The vegetative state and other so-called disorders of consciousness present some of the most significant practical and ethical challenges in modern medicine. It is extremely difficult to assess residual cognitive function in these patients because their movements may be minimal or inconsistent, or because no cognitive output may be possible. In recent years, behavioral and neuroimaging techniques developed within the cognitive neurosciences have provided a number of new approaches for investigating these disorders, leading to significant advances in current understanding. In several cases, residual cognitive function and even conscious awareness have been demonstrated in patients who are assumed to be vegetative yet retain cognitive abilities that have evaded detection using standard clinical methods. In this article, I review these data, focusing primarily on the vegetative and minimally conscious states.

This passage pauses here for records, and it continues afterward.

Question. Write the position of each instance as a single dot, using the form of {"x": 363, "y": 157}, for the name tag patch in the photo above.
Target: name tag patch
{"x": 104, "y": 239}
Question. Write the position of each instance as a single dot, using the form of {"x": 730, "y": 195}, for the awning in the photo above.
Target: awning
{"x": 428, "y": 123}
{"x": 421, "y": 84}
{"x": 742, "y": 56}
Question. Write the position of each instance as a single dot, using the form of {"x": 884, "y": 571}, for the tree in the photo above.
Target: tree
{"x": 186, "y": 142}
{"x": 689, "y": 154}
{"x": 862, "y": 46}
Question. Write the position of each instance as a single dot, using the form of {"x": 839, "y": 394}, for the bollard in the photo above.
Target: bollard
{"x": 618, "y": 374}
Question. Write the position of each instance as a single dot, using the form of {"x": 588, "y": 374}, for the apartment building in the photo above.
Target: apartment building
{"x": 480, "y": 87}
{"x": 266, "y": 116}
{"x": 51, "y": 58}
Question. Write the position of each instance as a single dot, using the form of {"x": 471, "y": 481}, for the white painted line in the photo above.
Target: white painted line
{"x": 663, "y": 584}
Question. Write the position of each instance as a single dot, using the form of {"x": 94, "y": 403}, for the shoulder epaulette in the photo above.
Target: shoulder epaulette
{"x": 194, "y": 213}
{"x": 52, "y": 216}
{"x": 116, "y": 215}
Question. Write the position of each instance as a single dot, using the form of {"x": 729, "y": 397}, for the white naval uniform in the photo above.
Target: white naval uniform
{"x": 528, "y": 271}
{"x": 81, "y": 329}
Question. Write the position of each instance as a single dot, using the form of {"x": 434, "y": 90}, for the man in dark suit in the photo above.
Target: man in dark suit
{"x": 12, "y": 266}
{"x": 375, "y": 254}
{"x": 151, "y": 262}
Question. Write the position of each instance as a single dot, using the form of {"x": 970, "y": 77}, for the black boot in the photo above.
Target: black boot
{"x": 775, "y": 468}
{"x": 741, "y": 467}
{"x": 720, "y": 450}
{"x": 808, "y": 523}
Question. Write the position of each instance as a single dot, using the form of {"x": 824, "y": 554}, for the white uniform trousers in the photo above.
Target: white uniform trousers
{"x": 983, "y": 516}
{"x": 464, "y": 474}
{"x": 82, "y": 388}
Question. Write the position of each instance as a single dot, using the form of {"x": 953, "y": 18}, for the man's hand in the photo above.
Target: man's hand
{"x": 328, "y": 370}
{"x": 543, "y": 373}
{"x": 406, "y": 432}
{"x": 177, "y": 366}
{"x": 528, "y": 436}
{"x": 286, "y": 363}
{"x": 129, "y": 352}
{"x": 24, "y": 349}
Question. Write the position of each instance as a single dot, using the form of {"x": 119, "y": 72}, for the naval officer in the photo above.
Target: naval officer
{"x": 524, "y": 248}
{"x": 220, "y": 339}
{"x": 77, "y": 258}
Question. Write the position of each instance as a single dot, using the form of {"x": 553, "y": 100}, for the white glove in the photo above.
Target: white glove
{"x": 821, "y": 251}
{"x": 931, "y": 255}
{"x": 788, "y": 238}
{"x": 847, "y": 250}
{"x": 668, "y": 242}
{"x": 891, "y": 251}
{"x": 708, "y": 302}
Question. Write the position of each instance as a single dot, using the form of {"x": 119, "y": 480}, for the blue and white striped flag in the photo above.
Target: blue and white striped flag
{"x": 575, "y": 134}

Functional neuroimaging of the vegetative state. - Owen AM - Nat Rev Neurosci - 01-MAR-2008; 9(3): 235-43

A number of recent studies have demonstrated a role for state-of-the-art neuroimaging methods in the assessment of patients in the vegetative state and other so-called 'disorders of consciousness'. In several cases, functional MRI has been used to show that aspects of speech perception, emotional processing, language comprehension and even conscious awareness might be retained in some patients who behaviourally meet all of the criteria that define the vegetative state. This work has profound implications for clinical care, diagnosis, prognosis and medical-legal decision making (relating to the prolongation, or otherwise, of life after severe brain injury), as well as for more basic scientific questions about the nature of consciousness and the neural representation of our own thoughts and intentions.

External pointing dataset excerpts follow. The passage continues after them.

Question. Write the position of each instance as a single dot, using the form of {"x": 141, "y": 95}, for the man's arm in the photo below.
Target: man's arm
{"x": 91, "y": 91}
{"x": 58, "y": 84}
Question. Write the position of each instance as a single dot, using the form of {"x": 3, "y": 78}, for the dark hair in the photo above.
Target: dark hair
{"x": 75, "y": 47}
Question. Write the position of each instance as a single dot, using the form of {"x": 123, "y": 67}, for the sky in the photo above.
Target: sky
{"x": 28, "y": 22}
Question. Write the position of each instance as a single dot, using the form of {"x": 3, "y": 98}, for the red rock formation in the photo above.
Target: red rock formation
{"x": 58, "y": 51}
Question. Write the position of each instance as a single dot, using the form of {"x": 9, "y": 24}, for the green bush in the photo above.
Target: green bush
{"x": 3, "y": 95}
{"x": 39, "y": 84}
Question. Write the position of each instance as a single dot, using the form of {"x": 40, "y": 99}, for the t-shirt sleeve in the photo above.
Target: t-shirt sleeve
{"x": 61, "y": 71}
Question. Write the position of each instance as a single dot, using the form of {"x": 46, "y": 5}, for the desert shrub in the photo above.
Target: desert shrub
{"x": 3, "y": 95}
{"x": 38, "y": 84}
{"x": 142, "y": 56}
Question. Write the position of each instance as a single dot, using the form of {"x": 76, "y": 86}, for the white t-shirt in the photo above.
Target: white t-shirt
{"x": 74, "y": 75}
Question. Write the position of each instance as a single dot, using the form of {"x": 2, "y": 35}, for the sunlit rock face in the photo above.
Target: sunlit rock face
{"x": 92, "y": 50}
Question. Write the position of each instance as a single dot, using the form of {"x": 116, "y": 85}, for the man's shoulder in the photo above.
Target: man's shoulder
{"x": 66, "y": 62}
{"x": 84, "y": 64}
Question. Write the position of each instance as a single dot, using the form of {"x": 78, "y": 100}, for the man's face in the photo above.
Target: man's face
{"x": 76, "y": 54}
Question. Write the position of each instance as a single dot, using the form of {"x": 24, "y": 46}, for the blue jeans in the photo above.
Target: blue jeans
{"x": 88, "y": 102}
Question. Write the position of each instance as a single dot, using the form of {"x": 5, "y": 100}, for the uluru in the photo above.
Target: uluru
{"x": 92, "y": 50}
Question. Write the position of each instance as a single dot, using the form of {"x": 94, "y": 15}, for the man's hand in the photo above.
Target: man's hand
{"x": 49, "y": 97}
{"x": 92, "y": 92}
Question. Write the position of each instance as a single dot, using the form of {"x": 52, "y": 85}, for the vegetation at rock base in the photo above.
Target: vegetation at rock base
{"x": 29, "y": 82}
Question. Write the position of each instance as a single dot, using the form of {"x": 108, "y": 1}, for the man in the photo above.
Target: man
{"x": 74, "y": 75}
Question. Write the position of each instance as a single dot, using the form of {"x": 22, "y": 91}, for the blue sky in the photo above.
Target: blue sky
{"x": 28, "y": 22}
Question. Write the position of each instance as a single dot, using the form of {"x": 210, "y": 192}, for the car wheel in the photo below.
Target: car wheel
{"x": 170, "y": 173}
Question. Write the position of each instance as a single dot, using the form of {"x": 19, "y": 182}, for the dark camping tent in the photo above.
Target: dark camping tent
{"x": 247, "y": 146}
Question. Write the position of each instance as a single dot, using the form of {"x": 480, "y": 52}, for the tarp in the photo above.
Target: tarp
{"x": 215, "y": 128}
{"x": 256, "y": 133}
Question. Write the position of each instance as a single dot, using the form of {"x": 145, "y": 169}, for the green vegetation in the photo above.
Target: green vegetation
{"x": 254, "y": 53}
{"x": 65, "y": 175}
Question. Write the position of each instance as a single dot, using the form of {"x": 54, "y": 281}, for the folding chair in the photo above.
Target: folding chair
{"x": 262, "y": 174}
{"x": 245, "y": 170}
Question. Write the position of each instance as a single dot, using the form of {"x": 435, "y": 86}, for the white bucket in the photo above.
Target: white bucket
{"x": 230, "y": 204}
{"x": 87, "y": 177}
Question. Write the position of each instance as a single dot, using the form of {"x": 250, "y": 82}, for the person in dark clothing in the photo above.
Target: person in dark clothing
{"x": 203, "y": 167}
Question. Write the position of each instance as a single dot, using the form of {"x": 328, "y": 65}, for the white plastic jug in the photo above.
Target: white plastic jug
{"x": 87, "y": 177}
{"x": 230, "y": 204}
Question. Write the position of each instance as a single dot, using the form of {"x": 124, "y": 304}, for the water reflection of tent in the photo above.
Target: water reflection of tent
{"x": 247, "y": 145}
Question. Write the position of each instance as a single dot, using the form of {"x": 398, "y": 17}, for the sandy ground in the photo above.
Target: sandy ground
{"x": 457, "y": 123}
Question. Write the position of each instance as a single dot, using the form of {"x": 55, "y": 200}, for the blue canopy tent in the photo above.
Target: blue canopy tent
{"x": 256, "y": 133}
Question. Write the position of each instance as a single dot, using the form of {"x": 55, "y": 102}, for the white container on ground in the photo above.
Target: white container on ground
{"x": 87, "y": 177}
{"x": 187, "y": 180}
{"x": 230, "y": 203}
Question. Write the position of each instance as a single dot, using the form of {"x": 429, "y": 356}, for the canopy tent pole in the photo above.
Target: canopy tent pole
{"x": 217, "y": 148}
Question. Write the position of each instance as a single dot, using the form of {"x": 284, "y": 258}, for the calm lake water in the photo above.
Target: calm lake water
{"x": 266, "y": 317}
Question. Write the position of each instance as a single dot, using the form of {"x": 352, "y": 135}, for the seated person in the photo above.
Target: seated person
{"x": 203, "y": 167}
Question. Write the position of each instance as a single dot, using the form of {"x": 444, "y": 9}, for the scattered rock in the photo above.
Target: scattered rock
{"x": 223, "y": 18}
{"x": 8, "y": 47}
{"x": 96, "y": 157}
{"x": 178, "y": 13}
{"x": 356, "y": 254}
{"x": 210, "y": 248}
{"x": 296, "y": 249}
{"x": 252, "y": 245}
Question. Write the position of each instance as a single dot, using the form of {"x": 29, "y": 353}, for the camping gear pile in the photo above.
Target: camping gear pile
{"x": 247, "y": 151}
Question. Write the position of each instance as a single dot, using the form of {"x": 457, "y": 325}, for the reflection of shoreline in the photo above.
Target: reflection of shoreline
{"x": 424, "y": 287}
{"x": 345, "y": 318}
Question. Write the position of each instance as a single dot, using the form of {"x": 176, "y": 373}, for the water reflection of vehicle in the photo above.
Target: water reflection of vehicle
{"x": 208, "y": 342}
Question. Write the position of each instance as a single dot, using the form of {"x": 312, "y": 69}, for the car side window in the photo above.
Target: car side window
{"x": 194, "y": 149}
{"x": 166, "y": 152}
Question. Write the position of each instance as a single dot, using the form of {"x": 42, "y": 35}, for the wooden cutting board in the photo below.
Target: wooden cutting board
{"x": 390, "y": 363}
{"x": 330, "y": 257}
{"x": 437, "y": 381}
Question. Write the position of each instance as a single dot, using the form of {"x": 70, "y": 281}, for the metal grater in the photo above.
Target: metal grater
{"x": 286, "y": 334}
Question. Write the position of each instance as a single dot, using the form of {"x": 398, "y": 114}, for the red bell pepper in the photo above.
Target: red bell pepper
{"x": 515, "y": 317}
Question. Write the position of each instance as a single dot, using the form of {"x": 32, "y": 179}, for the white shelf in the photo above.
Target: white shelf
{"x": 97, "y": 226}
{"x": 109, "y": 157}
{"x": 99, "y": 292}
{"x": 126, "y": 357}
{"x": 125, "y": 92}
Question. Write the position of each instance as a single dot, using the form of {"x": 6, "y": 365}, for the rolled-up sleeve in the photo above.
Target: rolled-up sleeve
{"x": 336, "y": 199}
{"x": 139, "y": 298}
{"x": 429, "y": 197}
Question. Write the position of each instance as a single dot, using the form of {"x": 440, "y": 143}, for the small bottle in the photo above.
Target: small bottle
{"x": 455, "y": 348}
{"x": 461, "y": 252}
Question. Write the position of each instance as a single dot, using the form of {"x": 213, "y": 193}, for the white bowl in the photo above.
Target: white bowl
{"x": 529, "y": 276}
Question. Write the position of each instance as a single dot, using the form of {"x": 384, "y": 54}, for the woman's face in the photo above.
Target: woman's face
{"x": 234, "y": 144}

Detecting awareness in the vegetative state. - Owen AM - Ann N Y Acad Sci - 01-JAN-2008; 1129: 130-8

The assessment of residual brain function in the vegetative state, is extremely difficult and depends frequently on subjective interpretations of observed spontaneous and volitional behaviors. For those patients who retain peripheral motor function, rigorous behavioral assessment supported by structural imaging and electrophysiology is usually sufficient to establish a patient's level of wakefulness and awareness. However, it is becoming increasingly apparent that, in some patients, damage to the peripheral motor system may prevent overt responses to command, even though the cognitive ability to perceive and understand such commands may remain intact. Advances in functional neuroimaging suggest a novel solution to this problem; in several recent cases, so-called "activation" studies have been used to identify residual cognitive function and even conscious awareness in patients who are assumed to be vegetative, yet retain cognitive abilities that have evaded detection using standard clinical methods.